Bugaboo took three wobbly-yet-independent steps in a row today!!!
He is twenty-two months old, and the causes of his developmental delays are still unknown. We are still waiting for answers and milestones. But today some of our waiting (and praying and working) is paying off. My heart overflows with joy and thankfulness for this event.
Then this afternoon, just following the celebrating, we received a discouraging piece of mail. The Hubs and I sat and wondered aloud, "What should we do, God?"
But there was no reply.
We have choices, neither of which are ideal. We can give up or we can stay the course and wait. Honestly, there are days when we are weary of persevering. We feel like we have already waited for so many things.
This evening I saw my toddler and thought about how hard he works.

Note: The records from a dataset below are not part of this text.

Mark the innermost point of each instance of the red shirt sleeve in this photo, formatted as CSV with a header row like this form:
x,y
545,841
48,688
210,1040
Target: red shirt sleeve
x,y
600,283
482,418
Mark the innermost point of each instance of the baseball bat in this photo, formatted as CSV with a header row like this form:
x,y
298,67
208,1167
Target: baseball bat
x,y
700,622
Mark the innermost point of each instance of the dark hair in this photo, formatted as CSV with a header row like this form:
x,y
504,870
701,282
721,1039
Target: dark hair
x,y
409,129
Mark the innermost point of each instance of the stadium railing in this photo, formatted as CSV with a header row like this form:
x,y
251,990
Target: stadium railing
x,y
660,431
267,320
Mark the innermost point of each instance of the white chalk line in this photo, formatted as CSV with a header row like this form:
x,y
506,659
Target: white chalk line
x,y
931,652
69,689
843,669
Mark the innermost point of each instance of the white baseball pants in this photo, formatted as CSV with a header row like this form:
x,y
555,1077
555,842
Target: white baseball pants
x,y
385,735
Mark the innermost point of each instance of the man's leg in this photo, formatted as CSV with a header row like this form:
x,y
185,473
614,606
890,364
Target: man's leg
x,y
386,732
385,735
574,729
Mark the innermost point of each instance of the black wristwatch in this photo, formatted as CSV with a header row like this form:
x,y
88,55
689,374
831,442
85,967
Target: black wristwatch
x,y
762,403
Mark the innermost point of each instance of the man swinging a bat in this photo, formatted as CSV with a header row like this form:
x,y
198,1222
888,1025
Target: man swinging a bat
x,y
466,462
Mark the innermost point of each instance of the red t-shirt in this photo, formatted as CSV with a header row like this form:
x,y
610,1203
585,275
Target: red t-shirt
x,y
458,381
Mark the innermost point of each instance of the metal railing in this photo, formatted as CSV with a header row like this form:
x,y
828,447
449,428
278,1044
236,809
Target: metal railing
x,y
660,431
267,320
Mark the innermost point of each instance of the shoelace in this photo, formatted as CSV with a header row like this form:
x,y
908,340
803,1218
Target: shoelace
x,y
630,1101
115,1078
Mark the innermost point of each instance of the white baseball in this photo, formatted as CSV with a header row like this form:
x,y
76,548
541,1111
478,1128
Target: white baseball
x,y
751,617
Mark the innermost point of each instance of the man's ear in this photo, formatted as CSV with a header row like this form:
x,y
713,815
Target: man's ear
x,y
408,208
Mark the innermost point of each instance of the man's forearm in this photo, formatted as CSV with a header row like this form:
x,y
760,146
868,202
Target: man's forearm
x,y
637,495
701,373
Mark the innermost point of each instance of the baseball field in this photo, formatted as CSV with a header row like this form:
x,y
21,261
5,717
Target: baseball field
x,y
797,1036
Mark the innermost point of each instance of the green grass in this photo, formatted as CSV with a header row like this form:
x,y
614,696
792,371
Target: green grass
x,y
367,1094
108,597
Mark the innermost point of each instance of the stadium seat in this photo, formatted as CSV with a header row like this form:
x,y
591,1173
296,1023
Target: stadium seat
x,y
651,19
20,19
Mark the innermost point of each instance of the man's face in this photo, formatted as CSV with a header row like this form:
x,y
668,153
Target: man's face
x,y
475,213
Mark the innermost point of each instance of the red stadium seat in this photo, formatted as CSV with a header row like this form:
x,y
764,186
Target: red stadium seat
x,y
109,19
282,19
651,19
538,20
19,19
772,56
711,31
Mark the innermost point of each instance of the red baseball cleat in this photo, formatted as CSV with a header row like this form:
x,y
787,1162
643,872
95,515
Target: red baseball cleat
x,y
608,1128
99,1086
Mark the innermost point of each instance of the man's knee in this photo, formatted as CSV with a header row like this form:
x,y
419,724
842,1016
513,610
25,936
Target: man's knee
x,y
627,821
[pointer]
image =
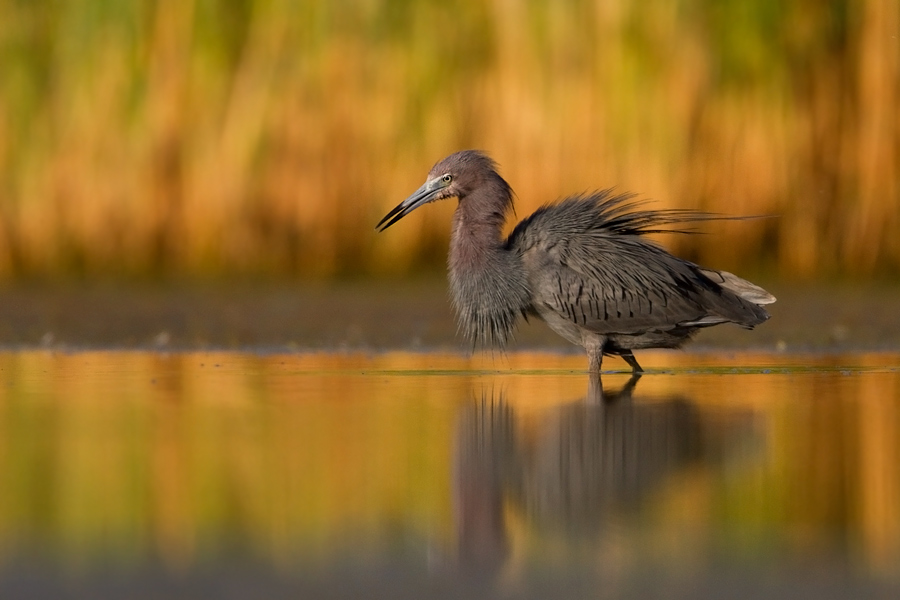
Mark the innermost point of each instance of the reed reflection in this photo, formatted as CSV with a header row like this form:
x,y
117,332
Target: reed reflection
x,y
584,466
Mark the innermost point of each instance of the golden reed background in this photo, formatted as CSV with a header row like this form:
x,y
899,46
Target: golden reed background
x,y
268,136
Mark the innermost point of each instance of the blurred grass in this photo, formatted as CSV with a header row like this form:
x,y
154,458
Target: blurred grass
x,y
266,137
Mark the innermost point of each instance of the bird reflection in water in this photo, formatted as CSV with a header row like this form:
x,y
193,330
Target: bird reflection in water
x,y
588,463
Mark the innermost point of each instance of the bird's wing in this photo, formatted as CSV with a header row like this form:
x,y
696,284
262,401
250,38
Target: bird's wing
x,y
610,280
615,285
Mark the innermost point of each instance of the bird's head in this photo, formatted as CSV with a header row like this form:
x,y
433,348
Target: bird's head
x,y
455,176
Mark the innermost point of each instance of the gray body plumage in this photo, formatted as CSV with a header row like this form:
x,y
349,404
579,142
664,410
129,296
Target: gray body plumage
x,y
582,265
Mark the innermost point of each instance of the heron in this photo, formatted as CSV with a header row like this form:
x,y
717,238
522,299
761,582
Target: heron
x,y
583,265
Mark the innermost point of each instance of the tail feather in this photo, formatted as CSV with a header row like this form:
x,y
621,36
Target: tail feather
x,y
741,287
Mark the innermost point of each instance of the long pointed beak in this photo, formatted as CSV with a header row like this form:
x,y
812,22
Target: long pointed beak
x,y
427,193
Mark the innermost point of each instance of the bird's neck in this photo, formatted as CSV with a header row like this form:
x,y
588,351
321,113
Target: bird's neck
x,y
487,280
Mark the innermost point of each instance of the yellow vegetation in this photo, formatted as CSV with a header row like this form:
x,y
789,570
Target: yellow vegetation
x,y
268,136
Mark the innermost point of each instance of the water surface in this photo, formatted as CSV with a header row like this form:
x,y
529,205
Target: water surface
x,y
408,474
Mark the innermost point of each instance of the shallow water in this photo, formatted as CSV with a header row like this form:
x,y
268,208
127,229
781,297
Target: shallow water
x,y
411,474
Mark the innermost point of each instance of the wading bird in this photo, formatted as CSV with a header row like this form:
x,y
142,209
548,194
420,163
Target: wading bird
x,y
582,265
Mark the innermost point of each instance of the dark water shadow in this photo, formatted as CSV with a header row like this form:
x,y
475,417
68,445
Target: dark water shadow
x,y
589,466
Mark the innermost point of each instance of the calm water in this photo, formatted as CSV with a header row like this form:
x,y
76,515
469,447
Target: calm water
x,y
420,474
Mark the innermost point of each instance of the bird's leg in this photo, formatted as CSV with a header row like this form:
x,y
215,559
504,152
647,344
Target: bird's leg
x,y
594,349
628,357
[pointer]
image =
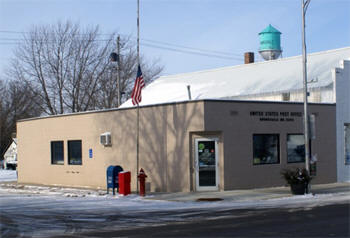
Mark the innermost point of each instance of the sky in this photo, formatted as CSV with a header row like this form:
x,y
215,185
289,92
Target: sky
x,y
187,35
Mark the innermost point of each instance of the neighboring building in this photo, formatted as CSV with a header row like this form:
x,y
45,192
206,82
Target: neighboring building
x,y
185,146
10,156
275,80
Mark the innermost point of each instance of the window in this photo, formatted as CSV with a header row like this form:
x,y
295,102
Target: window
x,y
74,152
347,143
265,149
295,148
57,152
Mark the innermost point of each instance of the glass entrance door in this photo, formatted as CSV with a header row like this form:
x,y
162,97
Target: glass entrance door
x,y
206,160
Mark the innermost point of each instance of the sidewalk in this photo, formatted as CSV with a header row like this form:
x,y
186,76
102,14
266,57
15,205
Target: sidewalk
x,y
248,194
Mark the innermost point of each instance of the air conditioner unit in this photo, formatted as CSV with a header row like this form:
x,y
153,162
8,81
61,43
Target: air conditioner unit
x,y
105,139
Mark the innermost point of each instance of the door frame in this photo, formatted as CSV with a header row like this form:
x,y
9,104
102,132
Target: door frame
x,y
196,165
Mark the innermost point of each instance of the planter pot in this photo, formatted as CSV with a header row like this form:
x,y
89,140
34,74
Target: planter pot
x,y
298,189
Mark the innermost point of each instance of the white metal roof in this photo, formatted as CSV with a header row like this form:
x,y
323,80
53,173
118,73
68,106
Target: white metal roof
x,y
261,77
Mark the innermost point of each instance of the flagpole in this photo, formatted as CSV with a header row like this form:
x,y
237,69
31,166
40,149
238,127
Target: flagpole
x,y
138,108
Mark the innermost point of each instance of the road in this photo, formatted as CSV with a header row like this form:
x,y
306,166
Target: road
x,y
24,215
325,221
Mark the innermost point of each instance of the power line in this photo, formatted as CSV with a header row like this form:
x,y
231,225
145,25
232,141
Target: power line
x,y
148,43
190,52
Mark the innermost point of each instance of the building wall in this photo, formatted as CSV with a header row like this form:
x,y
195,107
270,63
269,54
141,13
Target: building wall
x,y
341,78
237,126
10,156
166,150
164,146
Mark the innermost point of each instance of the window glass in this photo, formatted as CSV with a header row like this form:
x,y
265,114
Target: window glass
x,y
74,152
57,152
347,143
295,148
265,149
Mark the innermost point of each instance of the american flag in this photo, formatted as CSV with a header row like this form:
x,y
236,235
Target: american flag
x,y
139,84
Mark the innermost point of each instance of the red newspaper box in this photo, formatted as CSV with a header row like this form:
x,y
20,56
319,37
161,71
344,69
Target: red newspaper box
x,y
124,182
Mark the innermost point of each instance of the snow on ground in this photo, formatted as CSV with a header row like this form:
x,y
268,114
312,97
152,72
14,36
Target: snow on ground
x,y
8,175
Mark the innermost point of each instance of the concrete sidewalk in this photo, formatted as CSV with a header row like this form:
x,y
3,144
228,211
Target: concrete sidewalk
x,y
247,194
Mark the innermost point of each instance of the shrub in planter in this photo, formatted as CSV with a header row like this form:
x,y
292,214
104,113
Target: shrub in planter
x,y
298,179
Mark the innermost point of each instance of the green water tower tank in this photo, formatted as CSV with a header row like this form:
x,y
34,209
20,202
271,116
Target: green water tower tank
x,y
270,43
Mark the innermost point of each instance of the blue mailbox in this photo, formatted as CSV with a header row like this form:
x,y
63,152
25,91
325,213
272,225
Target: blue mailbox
x,y
112,177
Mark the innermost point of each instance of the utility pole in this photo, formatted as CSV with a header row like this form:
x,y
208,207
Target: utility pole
x,y
118,70
304,5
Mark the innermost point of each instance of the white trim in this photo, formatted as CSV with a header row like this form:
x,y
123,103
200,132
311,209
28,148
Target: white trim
x,y
196,166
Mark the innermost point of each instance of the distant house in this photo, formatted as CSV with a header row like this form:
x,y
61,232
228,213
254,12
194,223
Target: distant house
x,y
10,156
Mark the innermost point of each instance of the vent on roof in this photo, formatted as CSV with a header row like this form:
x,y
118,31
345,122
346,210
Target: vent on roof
x,y
286,96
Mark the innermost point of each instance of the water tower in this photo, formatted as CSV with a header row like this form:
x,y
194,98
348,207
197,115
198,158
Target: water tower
x,y
270,43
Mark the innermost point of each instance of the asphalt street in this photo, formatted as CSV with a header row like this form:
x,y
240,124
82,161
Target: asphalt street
x,y
325,221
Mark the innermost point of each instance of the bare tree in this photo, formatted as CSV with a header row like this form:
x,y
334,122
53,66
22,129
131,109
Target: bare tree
x,y
69,67
16,102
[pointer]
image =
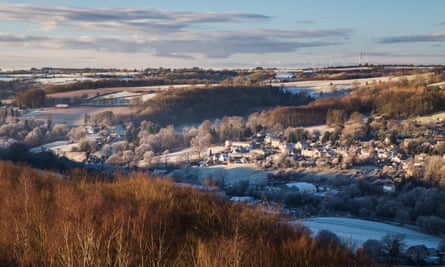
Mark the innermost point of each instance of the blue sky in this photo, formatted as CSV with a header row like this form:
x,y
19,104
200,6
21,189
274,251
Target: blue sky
x,y
220,34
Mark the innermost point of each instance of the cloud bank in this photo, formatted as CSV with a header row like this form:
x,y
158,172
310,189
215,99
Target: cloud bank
x,y
158,32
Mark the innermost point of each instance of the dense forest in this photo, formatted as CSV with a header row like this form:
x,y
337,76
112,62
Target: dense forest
x,y
195,105
76,219
395,100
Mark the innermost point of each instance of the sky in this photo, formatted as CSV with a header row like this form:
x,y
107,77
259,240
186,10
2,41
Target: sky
x,y
137,34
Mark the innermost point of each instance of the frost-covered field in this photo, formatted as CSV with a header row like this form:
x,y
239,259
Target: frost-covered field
x,y
358,231
72,116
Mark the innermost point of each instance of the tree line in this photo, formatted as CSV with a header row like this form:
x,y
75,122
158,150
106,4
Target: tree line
x,y
182,106
144,221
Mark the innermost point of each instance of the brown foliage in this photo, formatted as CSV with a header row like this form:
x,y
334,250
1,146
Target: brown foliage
x,y
76,220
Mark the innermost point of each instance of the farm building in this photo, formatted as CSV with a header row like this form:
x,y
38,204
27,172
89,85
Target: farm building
x,y
123,98
303,187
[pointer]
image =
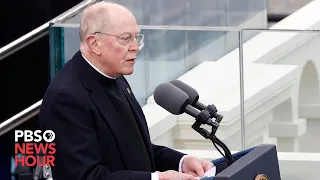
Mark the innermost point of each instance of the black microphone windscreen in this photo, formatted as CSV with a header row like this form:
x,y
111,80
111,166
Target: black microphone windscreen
x,y
171,98
191,92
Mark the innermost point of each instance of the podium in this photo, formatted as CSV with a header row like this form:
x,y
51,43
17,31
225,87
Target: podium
x,y
257,163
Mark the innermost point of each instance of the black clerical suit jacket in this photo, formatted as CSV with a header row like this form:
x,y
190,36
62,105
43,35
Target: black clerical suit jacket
x,y
99,136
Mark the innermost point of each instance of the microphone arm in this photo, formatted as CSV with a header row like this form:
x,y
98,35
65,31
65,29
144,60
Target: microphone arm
x,y
204,118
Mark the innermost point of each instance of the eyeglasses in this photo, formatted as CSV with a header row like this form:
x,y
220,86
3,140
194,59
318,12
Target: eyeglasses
x,y
126,39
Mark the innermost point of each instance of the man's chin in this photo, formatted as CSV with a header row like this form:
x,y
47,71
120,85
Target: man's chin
x,y
128,71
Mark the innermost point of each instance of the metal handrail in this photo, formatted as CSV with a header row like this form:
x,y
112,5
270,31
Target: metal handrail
x,y
25,40
41,31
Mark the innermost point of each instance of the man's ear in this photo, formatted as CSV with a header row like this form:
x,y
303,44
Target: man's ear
x,y
93,45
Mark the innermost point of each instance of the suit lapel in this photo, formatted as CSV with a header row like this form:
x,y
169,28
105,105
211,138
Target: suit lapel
x,y
142,123
124,133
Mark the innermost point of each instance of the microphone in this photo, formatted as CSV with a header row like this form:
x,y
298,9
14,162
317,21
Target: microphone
x,y
175,101
194,97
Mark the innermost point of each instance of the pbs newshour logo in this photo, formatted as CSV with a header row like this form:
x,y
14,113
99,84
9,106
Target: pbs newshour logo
x,y
36,147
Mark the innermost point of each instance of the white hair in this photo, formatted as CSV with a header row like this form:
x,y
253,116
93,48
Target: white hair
x,y
96,18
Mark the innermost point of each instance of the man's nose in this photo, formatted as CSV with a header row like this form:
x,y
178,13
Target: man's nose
x,y
134,45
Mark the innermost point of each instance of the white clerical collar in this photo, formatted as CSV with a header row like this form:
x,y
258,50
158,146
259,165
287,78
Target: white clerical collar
x,y
97,68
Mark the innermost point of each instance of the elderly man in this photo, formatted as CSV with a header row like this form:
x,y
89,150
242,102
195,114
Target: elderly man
x,y
101,131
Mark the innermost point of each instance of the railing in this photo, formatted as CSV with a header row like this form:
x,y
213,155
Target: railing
x,y
24,41
41,31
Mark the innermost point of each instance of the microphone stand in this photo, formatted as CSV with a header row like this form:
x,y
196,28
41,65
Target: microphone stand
x,y
204,118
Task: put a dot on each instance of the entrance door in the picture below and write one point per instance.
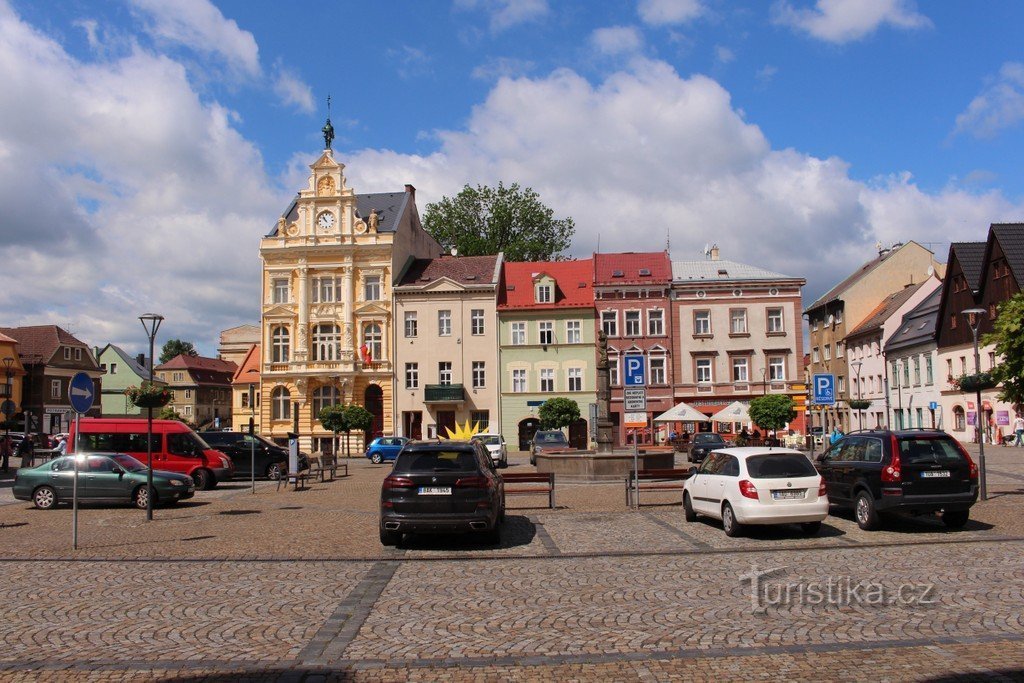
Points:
(578, 434)
(445, 421)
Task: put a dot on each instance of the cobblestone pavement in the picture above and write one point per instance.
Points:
(295, 586)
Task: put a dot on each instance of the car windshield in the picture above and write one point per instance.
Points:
(929, 452)
(778, 466)
(435, 461)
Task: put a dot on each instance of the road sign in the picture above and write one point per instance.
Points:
(634, 420)
(635, 371)
(81, 392)
(635, 399)
(824, 389)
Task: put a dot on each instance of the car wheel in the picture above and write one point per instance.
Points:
(688, 513)
(955, 518)
(729, 523)
(390, 539)
(141, 498)
(811, 528)
(204, 479)
(44, 498)
(863, 510)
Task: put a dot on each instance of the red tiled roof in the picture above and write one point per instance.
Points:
(464, 269)
(41, 340)
(629, 264)
(250, 363)
(573, 285)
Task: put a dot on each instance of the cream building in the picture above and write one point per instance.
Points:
(446, 345)
(327, 312)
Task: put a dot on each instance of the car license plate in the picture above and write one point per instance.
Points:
(435, 491)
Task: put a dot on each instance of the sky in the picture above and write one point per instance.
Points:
(146, 145)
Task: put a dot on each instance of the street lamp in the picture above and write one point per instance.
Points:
(151, 323)
(856, 369)
(974, 319)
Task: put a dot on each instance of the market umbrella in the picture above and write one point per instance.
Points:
(682, 413)
(734, 412)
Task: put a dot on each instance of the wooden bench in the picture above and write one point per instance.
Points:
(531, 478)
(654, 480)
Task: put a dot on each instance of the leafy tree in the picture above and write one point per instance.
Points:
(772, 412)
(558, 413)
(487, 220)
(1008, 336)
(175, 347)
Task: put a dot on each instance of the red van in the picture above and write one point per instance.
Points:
(175, 446)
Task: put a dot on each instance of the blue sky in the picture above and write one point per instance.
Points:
(143, 141)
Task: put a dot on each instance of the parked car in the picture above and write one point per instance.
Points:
(385, 449)
(105, 477)
(175, 446)
(910, 471)
(446, 486)
(702, 443)
(547, 440)
(495, 443)
(271, 460)
(757, 485)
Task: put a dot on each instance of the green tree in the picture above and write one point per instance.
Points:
(487, 220)
(175, 347)
(558, 413)
(1008, 336)
(772, 412)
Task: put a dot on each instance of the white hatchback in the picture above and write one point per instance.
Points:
(757, 485)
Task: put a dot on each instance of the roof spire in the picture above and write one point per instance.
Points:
(328, 129)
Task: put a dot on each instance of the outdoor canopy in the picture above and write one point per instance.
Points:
(734, 412)
(682, 413)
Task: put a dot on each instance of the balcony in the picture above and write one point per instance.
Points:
(443, 393)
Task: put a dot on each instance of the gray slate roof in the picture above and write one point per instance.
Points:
(919, 324)
(709, 270)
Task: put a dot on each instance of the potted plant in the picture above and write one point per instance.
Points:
(148, 395)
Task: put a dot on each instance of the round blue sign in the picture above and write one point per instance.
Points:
(81, 391)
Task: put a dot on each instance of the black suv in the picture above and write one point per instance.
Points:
(271, 460)
(442, 486)
(913, 471)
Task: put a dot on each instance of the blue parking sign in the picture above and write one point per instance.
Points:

He recently got funky-looking devices put on his feet, but he didn't complain. He adjusted to his new footwear. He falls down, but he allows us to pick him. Then we make him try his skills again. Most of the other kids his age are passing him by, but he doesn't let that deter him. With help from his family and his therapists, he perseveres. From the outside it seems like a long wait for each milestone. But deep down I believe there is some divine purpose just waiting to be unveiled through my youngest son. I just haven't been shown what it is yet..
In this hard season of waiting, I will remind myself that I can't see the big picture - for my kids, for our careers, for this journey we are on. I want to give up praying, trying, waiting, but my youngest son reminded me today that this is not the time to give up.
There is always hope. Just when I needed it most, I was given another spark of hope. I will cling to that as I wait. Because the waiting is hard, and without hope, all would be lost.
side note: This post was written Wednesday evening.